La BD de Fabien Lacaf est documentée même si il a pris délibérément le parti de s’arranger avec la réalité. Si vous souhaitez tirer le vrai du faux, la lecture de l’article du blog de thierry Savatier est très utile. Le spécialiste a repéré les anachronismes de l’histoire. Le pari de Fabien Lacaf est de bâtir une intrigue policière à partir du tableau dont Gustave Courbet n’a jamais parlé… Dans sa correspondance, le peintre a souvent précisé ses intentions à propos de la réalisation de ses toiles mais pas un mot sur L’Origine du monde. Il faut lire cette BD sans chercher à mieux connaître Courbet, juste pour le plaisir du récit et des images.

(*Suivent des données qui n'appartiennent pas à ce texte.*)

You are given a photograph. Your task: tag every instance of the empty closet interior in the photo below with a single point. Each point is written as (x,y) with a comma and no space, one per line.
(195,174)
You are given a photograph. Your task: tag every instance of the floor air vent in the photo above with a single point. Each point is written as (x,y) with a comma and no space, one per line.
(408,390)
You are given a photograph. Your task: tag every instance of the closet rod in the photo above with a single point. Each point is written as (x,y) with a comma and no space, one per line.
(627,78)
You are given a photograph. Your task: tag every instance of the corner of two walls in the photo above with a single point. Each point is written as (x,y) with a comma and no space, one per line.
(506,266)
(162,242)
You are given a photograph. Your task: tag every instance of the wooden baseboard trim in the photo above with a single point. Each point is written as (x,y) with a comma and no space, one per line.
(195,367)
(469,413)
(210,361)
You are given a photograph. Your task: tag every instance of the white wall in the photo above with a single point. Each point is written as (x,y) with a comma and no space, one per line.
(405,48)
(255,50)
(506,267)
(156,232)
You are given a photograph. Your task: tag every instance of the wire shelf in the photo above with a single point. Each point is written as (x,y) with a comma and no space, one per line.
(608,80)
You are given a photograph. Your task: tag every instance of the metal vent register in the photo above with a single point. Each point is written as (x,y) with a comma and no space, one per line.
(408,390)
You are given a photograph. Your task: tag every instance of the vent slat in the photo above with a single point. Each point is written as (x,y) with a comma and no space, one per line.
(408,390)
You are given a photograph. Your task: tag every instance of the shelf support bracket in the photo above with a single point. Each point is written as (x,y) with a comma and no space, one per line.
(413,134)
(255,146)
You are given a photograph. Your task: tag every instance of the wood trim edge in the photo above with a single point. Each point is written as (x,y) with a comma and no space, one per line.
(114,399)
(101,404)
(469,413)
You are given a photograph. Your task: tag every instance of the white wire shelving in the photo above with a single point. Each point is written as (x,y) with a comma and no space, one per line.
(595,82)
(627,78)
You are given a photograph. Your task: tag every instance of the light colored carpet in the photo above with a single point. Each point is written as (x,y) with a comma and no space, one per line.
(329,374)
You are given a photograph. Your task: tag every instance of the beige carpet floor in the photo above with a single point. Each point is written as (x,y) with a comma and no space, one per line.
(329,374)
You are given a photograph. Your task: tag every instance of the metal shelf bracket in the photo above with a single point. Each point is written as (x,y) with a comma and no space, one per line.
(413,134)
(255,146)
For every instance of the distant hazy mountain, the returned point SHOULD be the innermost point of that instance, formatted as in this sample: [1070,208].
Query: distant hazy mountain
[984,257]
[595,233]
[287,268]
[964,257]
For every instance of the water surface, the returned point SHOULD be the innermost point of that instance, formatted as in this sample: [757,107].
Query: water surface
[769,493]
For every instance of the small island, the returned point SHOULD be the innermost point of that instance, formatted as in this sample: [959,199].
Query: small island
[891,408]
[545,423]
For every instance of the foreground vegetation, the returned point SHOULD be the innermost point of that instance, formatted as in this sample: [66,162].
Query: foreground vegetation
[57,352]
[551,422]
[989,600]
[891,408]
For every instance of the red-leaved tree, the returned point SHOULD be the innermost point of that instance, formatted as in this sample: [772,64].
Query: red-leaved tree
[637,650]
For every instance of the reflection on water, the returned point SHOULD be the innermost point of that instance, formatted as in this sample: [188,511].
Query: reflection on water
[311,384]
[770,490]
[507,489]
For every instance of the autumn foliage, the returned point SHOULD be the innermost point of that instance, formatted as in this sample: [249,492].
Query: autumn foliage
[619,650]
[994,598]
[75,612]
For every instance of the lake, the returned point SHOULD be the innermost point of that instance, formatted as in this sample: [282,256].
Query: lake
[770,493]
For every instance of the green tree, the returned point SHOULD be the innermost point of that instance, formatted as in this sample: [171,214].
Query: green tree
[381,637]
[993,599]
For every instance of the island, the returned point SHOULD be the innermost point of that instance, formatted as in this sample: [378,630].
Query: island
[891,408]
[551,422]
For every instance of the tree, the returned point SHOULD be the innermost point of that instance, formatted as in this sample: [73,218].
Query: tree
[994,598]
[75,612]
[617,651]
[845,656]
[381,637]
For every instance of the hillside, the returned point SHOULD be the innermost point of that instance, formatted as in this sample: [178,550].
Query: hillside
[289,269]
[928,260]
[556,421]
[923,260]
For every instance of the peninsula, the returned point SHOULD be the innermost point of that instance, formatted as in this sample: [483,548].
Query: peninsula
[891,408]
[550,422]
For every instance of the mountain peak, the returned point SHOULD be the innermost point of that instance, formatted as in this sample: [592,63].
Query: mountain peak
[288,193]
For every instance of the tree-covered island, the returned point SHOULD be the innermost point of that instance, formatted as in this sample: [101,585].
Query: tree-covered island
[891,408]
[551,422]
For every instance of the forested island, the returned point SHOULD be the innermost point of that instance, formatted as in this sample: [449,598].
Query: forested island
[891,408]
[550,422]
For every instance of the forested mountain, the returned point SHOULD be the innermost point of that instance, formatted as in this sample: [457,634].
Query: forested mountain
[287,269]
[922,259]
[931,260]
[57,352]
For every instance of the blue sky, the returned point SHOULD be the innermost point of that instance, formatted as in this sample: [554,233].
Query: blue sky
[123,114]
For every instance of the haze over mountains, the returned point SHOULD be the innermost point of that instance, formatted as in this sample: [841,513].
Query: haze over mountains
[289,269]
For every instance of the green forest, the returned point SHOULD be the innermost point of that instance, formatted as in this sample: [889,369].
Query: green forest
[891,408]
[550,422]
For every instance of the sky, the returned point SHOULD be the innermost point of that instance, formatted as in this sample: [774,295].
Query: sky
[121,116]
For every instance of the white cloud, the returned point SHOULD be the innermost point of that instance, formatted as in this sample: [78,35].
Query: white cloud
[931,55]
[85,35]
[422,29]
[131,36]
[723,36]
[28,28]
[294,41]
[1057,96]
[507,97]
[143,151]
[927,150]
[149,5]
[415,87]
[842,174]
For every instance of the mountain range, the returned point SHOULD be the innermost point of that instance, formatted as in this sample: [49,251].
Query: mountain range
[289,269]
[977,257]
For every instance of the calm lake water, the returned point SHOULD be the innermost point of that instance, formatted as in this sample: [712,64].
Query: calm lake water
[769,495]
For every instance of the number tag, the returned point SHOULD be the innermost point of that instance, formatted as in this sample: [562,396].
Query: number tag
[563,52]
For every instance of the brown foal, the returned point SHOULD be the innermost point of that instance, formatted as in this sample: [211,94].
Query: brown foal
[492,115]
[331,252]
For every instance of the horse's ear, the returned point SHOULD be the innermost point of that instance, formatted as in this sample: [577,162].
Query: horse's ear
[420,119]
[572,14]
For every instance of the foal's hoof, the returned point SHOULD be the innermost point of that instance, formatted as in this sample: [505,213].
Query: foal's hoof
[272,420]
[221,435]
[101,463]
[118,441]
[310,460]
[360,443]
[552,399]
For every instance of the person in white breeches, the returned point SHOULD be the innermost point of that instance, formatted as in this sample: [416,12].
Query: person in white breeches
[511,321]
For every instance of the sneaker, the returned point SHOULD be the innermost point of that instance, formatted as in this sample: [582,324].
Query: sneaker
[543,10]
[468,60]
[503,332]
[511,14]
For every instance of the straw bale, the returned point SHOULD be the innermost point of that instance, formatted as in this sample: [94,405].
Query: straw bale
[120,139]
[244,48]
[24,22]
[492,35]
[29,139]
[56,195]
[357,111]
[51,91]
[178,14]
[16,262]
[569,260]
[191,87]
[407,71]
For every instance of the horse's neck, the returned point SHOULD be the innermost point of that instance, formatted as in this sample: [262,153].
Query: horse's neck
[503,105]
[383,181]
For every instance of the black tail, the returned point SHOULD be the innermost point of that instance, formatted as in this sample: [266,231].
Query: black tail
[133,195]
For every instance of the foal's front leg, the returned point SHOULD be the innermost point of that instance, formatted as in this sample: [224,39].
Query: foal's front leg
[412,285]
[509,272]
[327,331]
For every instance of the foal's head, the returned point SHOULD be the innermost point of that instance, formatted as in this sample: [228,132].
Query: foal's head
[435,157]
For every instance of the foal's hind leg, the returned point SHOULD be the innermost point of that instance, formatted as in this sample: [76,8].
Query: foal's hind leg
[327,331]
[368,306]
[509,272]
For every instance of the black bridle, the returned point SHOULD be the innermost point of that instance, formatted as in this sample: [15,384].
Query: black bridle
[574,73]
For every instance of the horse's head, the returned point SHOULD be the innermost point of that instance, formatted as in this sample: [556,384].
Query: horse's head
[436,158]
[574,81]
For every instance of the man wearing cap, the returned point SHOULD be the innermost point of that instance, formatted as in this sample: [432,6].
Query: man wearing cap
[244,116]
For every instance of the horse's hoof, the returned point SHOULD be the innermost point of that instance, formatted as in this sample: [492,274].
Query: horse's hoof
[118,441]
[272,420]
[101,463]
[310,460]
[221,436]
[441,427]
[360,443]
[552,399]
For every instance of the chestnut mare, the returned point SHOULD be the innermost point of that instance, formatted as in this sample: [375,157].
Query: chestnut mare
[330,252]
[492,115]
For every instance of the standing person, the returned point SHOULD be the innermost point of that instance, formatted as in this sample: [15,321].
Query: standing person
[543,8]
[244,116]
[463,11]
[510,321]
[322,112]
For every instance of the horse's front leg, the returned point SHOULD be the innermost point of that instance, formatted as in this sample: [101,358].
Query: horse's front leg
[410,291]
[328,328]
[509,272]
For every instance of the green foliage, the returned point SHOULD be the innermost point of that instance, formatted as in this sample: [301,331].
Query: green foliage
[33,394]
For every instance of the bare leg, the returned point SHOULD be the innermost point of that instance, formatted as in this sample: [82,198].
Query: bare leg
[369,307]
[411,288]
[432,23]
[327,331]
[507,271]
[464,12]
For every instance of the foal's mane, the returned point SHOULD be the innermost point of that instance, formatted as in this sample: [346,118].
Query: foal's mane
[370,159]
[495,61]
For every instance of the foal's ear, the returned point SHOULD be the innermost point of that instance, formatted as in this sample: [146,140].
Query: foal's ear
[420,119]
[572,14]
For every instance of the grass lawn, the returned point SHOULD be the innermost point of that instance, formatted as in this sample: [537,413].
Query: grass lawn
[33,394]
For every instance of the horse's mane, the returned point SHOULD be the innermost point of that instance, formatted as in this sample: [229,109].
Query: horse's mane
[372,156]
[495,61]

André Houot avait une toute autre ambition. Il voulait raconter la vie de Courbet, du réel rien que du réel. Une narration basée sur une série de flash-backs qui, au fil des pages, fait naître une émotion. La même que celle éprouvée lorsque j’ai lu pour la première fois des lettres de Courbet.
« Je voulais que l’on apprenne quelque chose, je voulais aller au delà de la simple fantaisie. Au départ, Courbet ne m’intéressait pas plus que cela. J’avais juste la nostalgie des paysages de mon enfance ».
André Houot s’est coulé dans les pas de Courbet, à Paris, Besançon, Ornans et la vallée de la Loue. « J’ai eu l’impression de mieux comprendre Courbet car moi aussi j’ai vécu le déchirement de quitter ma terre natale ».
Et si la vie de Gustave Courbet avait tout des attraits d’une fiction ? Pour imaginer une histoire, il y a quelques fondamentaux à respecter. Une quête : la célébrité à tout prix, des obstacles et des ambivalences : les relations de Courbet avec le pouvoir de l’époque, de l’émotion : la fragilité d’un être tantôt dépressif, tantôt exalté.. Courbet a tout d’un héros. Il est attachant et énervant, il provoque tout en cherchant à se faire aimer. La BD d’André Houot fait vivre tout ces sentiments. Collé au réel n’a rien d’ennuyant. Et l’imaginaire d’André Houot est là pour nous emmener au delà des apparences comme le montre cette planche.
Ceux qui aiment Courbet se régaleront de retrouver de multiples détails sur la vie du peintre et ceux qui ne le connaissent pas encore, découvriront un grand peintre.